Rich, I gather your reason would be because it's unclear if anyone would actually use a canonicalName element? That is, it's unneeded.
Not exactly. I see a need, but I see other needs as well. I'd rather find a more stable and robust solution that allows people with both parsed and unparsed data to share what they have in a way that allows users to get what they need & want. My problem is not so much with canonicalName per se, but rather that it is unclear where the overlap and non-ovelap with scientificName is. It seems to me to be 80% overlap. As I said in my last post to Tony just now, I think the real problem is that scientificName is both core and loosely defined.
My feeling is that there should be *one* way to deal with completely unparsed data (e.g., a term that starts with "verbatim"), and *one* way for people to deal with parsed data. The problem is, there are different levels of parsed out there:
- fully unparsed with name bits and/or authorship in the same text string - authorship and name bits parsed - name bits parsed into "NameElement" pieces, with qualifiers stripped - name bits parsed into "NameElement" pieces, with qualifiers included - authorship parsed to names and/or years - authorship parsed to reference citation - etc.
You said you worry about feature creep. I suppose I worry about semantic creep.
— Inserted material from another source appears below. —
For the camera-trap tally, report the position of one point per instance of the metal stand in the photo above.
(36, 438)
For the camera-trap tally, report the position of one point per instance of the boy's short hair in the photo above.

Extending the meaning of a term makes it more universal, but in a data world it increases the variability of the data that may be found attached to the term in some dataset. Imprecision in terms can create a lot of data quality headaches. Is that acceptable?
Exactly! This is getting at my point about scientificName being very liberal, but very essential (and overloaded). The addition of canonicalName would deal with a one or two problems, but I don't think it would solve the fundamental problem(s). It's more of a band-aid, than a cure, I guess.
Rich